La violenza tra i ragazzi è un fenomeno complesso e in costante evoluzione soprattutto nell’attuale contesto socio-culturale italiano che purtroppo non offre particolari tutele e allettanti prospettive per i nostri giovani.
Conoscere le cause profonde di questo comportamento e implementare strategie preventive è essenziale per creare un ambiente più sicuro e sostenibile per tutti, ma a volte ciò non basta, in questi casi i genitori possono rivolgersi all’investigatore privato e richiedere un indagine per controllo minori.
Diversi fattori possono contribuire alla manifestazione di comportamenti violenti tra i giovani o i giovanissimi. Le esperienze familiari difficili, la mancanza di modelli positivi ai quali ispirarsi, problemi di salute mentale (il più delle volte non riconosciuti dalle famiglie), la pressione sociale e la mancanza di supporto emotivo possono influenzare negativamente il comportamento giovanile. È essenziale riconoscere questi fattori di rischio per intervenire in modo tempestivo ed efficace. Una delle chiavi per affrontare la violenza tra i ragazzi è l’educazione emotiva. Insegnare ai giovani a riconoscere, comprendere e gestire le proprie emozioni è fondamentale per prevenire comportamenti violenti, bullismo, associazioni criminali minorili quali le terribili baby gang. Programmi scolastici e familiari che integrano l’educazione emotiva possono fornire agli adolescenti gli strumenti necessari per affrontare le sfide quotidiane in modo costruttivo.

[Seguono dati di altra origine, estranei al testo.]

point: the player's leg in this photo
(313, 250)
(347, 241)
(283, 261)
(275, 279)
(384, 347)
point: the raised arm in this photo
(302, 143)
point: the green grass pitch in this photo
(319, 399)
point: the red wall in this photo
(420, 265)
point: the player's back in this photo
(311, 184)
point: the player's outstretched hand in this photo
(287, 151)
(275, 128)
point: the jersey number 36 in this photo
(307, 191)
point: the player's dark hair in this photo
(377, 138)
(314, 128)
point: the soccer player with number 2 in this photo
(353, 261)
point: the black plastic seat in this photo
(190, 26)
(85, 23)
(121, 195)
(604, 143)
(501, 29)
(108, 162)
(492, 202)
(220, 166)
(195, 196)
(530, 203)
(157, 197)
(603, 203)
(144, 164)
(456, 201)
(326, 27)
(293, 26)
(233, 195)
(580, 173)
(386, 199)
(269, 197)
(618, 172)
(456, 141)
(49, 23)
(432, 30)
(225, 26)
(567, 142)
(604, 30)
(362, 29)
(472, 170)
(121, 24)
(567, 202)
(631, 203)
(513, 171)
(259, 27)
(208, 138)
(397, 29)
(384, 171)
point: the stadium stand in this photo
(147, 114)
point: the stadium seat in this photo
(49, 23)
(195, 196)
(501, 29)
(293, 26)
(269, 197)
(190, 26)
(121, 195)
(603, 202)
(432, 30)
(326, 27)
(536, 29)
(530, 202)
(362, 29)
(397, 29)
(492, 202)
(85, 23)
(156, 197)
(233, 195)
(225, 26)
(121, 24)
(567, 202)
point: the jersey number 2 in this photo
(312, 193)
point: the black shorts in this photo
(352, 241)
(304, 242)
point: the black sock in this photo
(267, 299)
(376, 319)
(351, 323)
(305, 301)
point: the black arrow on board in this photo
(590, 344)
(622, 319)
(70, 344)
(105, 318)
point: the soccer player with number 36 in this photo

La comunità gioca un ruolo cruciale nella prevenzione della violenza giovanile.
Creare ambienti inclusivi, fornire risorse e opportunità, e promuovere la connessione tra i giovani sono passi importanti verso la costruzione di comunità più resilienti. Inoltre, l’identificazione precoce di situazioni a rischio e l’offerta di supporto professionale adeguato come i servizi offerti dalle agenzie investigative possono contribuire a mitigare il rischio di comportamenti violenti. Non dimentichiamo che BULLISMO E CYBERBULLISMO sono due fenomeni sociali in costante aumento nella nostra Nazione. Ben il 47,7% dei nostri ragazzi è vittima di bullismo o cyberbullismo e il pretesto principale per il quale vengono attaccati è l’aspetto fisico, seguito dalla condizione socioculturale effettiva o presunta.
Promuovere la mediazione e la risoluzione dei conflitti è essenziale per gestire le controversie in modo pacifico. Insegnare ai ragazzi a comunicare in modo efficace, ascoltarsi reciprocamente e cercare soluzioni costruttive può ridurre il ricorso alla violenza come mezzo per risolvere i conflitti, soprattutto quelli legati ai primi amori e alle prime tempeste ormonali. La maggior parte delle aggressioni tra i ragazzi ha origine in problemi nell’ambito delle relazioni amorose, rivalità tra adolescenti che si contendono il medesimo ragazzo o la medesima ragazza e che spesso sfociano in reati gravi o gravissimi come lesioni e addirittura omicidi.
L’Importanza del Coinvolgimento dei Genitori:
Il coinvolgimento dei genitori è fondamentale nella prevenzione della violenza tra i ragazzi. Creare un ambiente domestico stabile, comunicare apertamente con i figli, essere modelli positivi di comportamento e partecipare attivamente alla vita dei giovani sono elementi chiave per influenzare positivamente il loro sviluppo.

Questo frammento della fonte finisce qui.